Yaqing Shi
2026
VFA: Empowering Multilingual MLLMs via Vision-Free Adaptation
Yixia Li | Yaqing Shi | Zhiwen Ruan | Dongdong Zhang | Lingjie Jiang | Shaohan Huang | Yun Chen | Guanhua Chen | Furu Wei
Proceedings of the 64th Annual Meeting of the Association for Computational Linguistics (Volume 1: Long Papers)
Yixia Li | Yaqing Shi | Zhiwen Ruan | Dongdong Zhang | Lingjie Jiang | Shaohan Huang | Yun Chen | Guanhua Chen | Furu Wei
Proceedings of the 64th Annual Meeting of the Association for Computational Linguistics (Volume 1: Long Papers)
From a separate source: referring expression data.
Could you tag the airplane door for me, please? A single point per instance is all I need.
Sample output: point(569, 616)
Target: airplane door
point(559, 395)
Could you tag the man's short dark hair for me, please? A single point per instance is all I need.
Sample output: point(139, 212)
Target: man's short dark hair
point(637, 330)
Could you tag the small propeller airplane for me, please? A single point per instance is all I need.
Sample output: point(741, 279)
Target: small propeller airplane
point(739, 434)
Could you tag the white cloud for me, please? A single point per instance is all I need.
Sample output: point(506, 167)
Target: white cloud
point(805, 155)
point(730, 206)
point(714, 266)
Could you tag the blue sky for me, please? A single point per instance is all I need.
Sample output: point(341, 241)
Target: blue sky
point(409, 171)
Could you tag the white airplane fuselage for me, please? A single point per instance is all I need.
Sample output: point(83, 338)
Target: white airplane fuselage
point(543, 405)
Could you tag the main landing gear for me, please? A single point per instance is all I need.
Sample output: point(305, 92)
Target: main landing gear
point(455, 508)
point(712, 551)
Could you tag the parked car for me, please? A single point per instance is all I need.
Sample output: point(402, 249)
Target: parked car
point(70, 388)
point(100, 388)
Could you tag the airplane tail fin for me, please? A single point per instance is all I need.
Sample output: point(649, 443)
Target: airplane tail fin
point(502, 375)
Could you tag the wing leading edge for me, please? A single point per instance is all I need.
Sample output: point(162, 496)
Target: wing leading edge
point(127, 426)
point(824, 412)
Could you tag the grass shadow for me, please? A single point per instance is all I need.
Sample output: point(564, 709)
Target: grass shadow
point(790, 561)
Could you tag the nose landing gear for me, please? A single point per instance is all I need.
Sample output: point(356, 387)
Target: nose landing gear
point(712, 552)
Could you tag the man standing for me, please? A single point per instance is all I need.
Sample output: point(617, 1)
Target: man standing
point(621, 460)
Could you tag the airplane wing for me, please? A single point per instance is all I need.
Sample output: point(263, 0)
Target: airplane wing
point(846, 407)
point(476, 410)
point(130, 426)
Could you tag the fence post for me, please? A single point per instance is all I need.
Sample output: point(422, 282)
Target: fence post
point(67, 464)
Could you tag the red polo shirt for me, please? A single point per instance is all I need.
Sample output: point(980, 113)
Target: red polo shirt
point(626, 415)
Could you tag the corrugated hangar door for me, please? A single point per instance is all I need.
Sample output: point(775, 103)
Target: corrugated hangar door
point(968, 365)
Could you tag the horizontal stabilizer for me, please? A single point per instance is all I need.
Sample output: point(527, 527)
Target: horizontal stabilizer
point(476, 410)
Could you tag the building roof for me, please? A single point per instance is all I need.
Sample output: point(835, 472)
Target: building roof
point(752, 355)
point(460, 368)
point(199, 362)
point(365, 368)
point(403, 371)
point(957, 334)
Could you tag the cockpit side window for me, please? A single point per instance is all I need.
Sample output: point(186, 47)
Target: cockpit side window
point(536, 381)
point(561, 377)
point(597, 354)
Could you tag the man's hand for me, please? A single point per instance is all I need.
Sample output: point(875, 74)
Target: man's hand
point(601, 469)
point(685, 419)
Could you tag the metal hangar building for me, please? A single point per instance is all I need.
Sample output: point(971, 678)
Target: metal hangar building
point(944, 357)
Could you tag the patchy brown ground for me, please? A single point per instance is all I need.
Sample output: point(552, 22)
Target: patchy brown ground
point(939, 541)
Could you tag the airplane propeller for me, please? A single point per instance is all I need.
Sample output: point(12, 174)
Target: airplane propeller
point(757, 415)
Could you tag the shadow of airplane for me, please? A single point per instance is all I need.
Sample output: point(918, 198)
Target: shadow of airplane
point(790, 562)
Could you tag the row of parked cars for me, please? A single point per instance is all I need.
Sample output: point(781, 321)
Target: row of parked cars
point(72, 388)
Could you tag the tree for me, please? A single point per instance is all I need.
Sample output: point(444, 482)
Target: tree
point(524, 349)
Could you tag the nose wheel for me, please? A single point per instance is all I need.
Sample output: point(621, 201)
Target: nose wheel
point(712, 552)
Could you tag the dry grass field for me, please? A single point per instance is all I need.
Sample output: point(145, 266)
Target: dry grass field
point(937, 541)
Multimodal large language models have advanced rapidly, yet most remain English-centric, as scaling multilingual multimodal instruction tuning is limited by the scarcity and high cost of high-quality non-English image–text supervision. Although multilingual text data is abundant, naive textual fine-tuning can disrupt vision–language alignment and induce catastrophic forgetting. We propose Vision-Free Adaptation (VFA), a framework that decouples multilingual language enhancement from visual alignment by composing complementary task vectors over a shared LLM backbone. Specifically, we fine-tune a base LLM on multilingual text data to derive a multilingual task vector, which is then merged with the vision-aligned task vector of an MLLM. Experiments on five MLLMs across six multilingual multimodal benchmarks show consistent improvements while preserving both general multimodal and text-only capabilities. Moreover, VFA attains competitive performance with a fully multimodally trained model using less than 2% of the text data, demonstrating its efficiency and effectiveness.